From profit to prosecution?
"Systematic greed", "lying for profit", "outraged and disgusted"*. There's been no shortage of angry rhetoric from politicians about the latest banking scandal.
However, what they know the public really wants is not to hear words but to see the guilty lose their jobs and, if criminality is proved, to lose their freedom too. Since 2008 American financiers have been seen doing what they call on the other side of the pond the "perp walk". In other words, they've been filmed head bowed, wrists cuffed, arms held by police officers en route to the court house or the police station. The only perp walk we've seen in Britain has been the giving of evidence to the Treasury select committee (Barclays' Bob Diamond's likely to be taking it the week after next) or the letter from Buckingham Palace to the banker formerly known as Sir Fred Goodwin.
There's a reason for this. Prosecutions are easy to talk about but, it seems, harder to achieve. There is no specific criminal offence of rigging the Libor market. Today Labour and the Tories argued about who was to blame.
Labour said they'd raised the issue a few weeks ago only to be told there were no plans to change the law. They said that the rules were set by Margaret Thatcher's government when she de-regulated the City in the so-called Big Bang of 1986.
The Tories shot back that it had been the Shadow Chancellor Ed Balls who, as City Minister in the late 1990s, had boasted of light touch regulation and missed a chance to introduce tougher controls. Smiles were brought to the face of Tories inside the Treasury when the little known Lord Tunnicliffe, Labour's Deputy Chief Whip in the Lords, made the mistake of assuming that no-one listens to what's said in the House of Lords. He declared with refreshing candour:
"Criminal sanctions are extraordinarily difficult to bring about because of the burden of criminal law. It is fair to say though that you can't find them in the current legislation. And, yes, OK, it's our fault."
He added quickly: "I hope my leaders don't hear me say that."
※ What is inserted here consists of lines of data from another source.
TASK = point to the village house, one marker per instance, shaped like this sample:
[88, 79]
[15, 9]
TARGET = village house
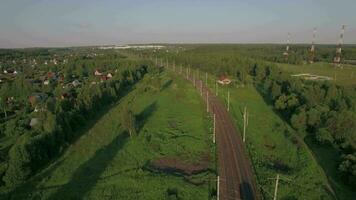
[46, 82]
[36, 98]
[109, 75]
[98, 73]
[224, 80]
[75, 83]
They did and he was forced to make an embarrassing U-turn, declaring: "I've now looked into this matter and I was wrong."
Both Labour and the Tories say that the best hope of prosecutions is not the Financial Services Authority - which can and has fined the bank but can't pursue individuals in this case - but the Serious Fraud Office. The SFO can, apparently, pursue cases involving publishing false information or fraudulent trading.
We'll see. Without them the public may regard words as a little hollow.
* The words are those of Chancellor George Osborne, chairman of the Treasury select committee Andrew Tyrie and Labour leader Ed Miliband.